Atkins suffered a heart attack on 18 April 2002, which he attributed to an infection. He recovered and continued seeing a full load of patients. A year later, on 8 April 2003, he fell in front of the Atkins Center and was rushed to New York Weill–Cornell Medical Center, where doctors removed a blood clot from his brain. He remained in a coma on life support, dying on April 17. His body was immediately cremated, touching off a war between the Atkins people and the anti-Atkins faction, who argued over the meaning of his death. The anti-Atkins faction insisted that his death resulted from heart disease triggered by overconsumption of animal proteins and unhealthy fat as called for by his diet. In early 2004 a copy of Atkins’s death certificate and the report from the medical examiner were leaked to the media. The report mentioned heart disease, but the pro-Atkins people insisted his heart ailments were hereditary and not caused by his diet.

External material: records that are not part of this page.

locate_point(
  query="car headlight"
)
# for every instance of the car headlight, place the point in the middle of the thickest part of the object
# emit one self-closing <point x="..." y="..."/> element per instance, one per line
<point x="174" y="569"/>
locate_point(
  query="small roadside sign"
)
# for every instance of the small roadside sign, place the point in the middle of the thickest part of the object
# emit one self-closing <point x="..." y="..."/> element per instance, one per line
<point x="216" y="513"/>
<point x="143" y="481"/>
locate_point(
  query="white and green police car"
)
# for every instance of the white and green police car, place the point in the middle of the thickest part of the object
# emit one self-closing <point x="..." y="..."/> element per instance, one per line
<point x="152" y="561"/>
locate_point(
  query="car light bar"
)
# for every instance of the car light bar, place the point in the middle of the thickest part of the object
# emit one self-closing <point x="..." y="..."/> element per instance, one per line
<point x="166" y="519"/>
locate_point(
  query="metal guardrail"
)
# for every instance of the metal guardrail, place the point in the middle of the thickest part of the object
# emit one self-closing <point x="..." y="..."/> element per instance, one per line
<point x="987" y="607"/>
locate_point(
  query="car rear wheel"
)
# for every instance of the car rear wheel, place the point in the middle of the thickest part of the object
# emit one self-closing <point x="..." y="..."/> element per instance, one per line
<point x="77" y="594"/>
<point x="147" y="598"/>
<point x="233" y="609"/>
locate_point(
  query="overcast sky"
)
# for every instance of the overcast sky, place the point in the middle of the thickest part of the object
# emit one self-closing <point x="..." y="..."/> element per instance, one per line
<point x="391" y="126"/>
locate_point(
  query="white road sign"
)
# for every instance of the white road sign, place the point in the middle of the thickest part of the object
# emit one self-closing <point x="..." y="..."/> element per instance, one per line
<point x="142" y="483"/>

Despite the ongoing debate over the long-term effects of the diet, his philosophy altered the entire food market from grocery stores to restaurant menus, as Americans jumped on the low-carb bandwagon in the early 2000s hoping to shed a few pounds. In 2005 Atkins received more vindication when the U.S. Department of Agriculture released its revised “Dietary Guidelines for Americans 2005” and modified the carb-laden food pyramid adopted in 1992. The new guidelines recognized that all fats are not bad and that all complex carbohydrates are not good. Atkins was clearly a true pioneer of modern nutrition, and his ideas continue to spark dialogue and study.

Lisa Rogak, Dr. Robert Atkins: The True Story of the Man Behind the War on Carbohydrates (2005), is the most complete source of biographical information available. Other helpful resources include William Leith and Catrin Rogers, “The Diet Doctor,” the Observer (9 Feb. 2003); Sonia Reyes, “Marketers of the Year: Dr. Robert Atkins,” Brandweek (20 Oct. 2003); and Steve Fishman, “The Diet Martyr,” New York magazine (15 Mar. 2004). Obituaries are in the Seattle Times (18 Apr. 2003) and (London) Independent (19 Apr. 2003).